Among the objections to this economic way of looking at the social world, one claims that the simple model described above does not work: it is impossible or “inefficient” for all individuals to have their individual liberty limited only by the equal liberty of all others. The response to this objection is that the possibility and efficiency of an autoregulated economic and social order has been a major 18th-century discovery, notably by Adam Smith. James Buchanan, the 1986 laureate of the Nobel Prize in economics, similarly explained that “we can all be free” (his emphasis). Economics demonstrates that the economy and society generally work better without commands from a coercive authority.
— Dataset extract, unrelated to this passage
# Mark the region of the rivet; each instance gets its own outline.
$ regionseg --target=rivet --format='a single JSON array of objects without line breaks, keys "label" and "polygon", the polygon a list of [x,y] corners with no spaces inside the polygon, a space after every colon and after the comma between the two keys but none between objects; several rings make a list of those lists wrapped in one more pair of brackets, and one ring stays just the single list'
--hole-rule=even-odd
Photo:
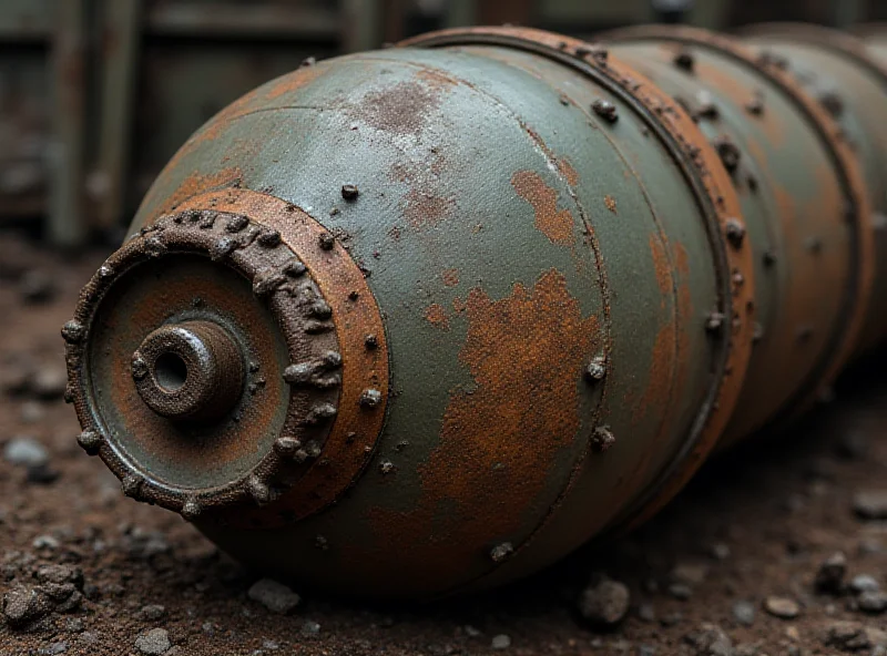
[{"label": "rivet", "polygon": [[361,408],[376,408],[381,403],[381,392],[377,389],[365,389],[359,402]]},{"label": "rivet", "polygon": [[745,239],[745,226],[740,219],[728,218],[724,227],[724,234],[731,246],[742,248],[743,239]]},{"label": "rivet", "polygon": [[600,99],[595,100],[593,103],[591,103],[591,109],[594,110],[594,113],[603,117],[608,123],[615,123],[619,121],[616,106],[610,101]]},{"label": "rivet", "polygon": [[[58,324],[57,324],[58,326]],[[86,334],[86,329],[80,321],[71,319],[62,326],[62,338],[69,344],[78,344]]]},{"label": "rivet", "polygon": [[201,512],[203,512],[203,508],[201,506],[196,496],[188,496],[182,504],[180,514],[185,521],[192,522],[200,516]]},{"label": "rivet", "polygon": [[281,233],[277,230],[265,230],[258,235],[257,242],[259,246],[264,246],[265,248],[274,248],[281,243]]},{"label": "rivet", "polygon": [[594,356],[585,367],[585,380],[595,382],[606,376],[606,358],[604,356]]},{"label": "rivet", "polygon": [[724,326],[724,315],[721,312],[711,312],[705,319],[705,330],[708,332],[720,332]]},{"label": "rivet", "polygon": [[131,496],[132,499],[136,499],[140,490],[142,489],[142,476],[137,476],[135,474],[128,474],[123,476],[123,480],[121,481],[123,494]]},{"label": "rivet", "polygon": [[277,438],[274,442],[274,450],[282,458],[293,458],[299,449],[302,449],[302,441],[296,438],[283,437]]},{"label": "rivet", "polygon": [[333,246],[336,245],[336,238],[329,233],[324,233],[320,235],[318,242],[320,244],[320,248],[324,250],[333,250]]},{"label": "rivet", "polygon": [[249,476],[249,480],[246,482],[246,489],[248,490],[249,495],[258,505],[263,505],[268,501],[271,501],[271,490],[255,474]]},{"label": "rivet", "polygon": [[102,438],[102,434],[89,428],[77,437],[77,443],[90,455],[98,454],[103,442],[104,438]]},{"label": "rivet", "polygon": [[230,233],[239,233],[249,225],[249,219],[243,215],[236,215],[228,218],[225,224],[225,229]]},{"label": "rivet", "polygon": [[503,542],[501,544],[497,544],[490,550],[490,560],[493,563],[501,563],[512,553],[514,553],[514,545],[512,545],[510,542]]},{"label": "rivet", "polygon": [[693,72],[693,69],[696,64],[696,58],[693,57],[693,53],[690,52],[689,50],[681,50],[674,55],[674,59],[672,61],[674,62],[674,65],[676,65],[679,69],[683,69],[684,71],[691,73]]},{"label": "rivet", "polygon": [[591,435],[591,448],[598,453],[603,453],[616,441],[615,435],[610,431],[610,427],[599,426]]}]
What the “generally” exactly covers is a controversial matter, but it is difficult to rationally discuss it without some knowledge of economics. “Market failures” exist, of course, but they are generally much less constraining than the failures of government coercion.

An illustration a contrario was given by the Russian official who, after the breakup of the Soviet Union, asked British economist Paul Seabright: “Who is in charge of the supply of bread to the population of London?” A bread czar is not necessary. Historically and theoretically, there is more bread without one.

Other objections are more ethical, which means that they more explicitly require a value judgment. Instead of plunging into that rabbit hole, let me quote Anthony de Jasay, which raises the right questions (from “Before Resorting to Politics,” in de Jasay’s Against Politics: On Government, Anarchy, and Order [Routledge, 1997], p. 152):

If consequentialism is circular, depending in all cases involving harm or interpersonal comparisons on a value judgement about its own validity, the standard argument  for letting the state to do all the good we can find for it to do, and accordingly allowing politics to have unrestricted scope, falls to the ground. Its collapse releases and activates and activates the basic presumption against coercion, a presumption that can be derived either from an axiom about the practice of choice, or from a social convention of “live and let live,” of letting each do what it will if doing so involves, roughly speaking, no harm to others. Accepting, and acting on, this presumption also presupposes a value judgement, but it is one that demands far less of our moral credulity than any consequentialist alternative I can think of.

This would take us much farther. There are many other objections and further explanations, but I could only promise, at most, half a lesson.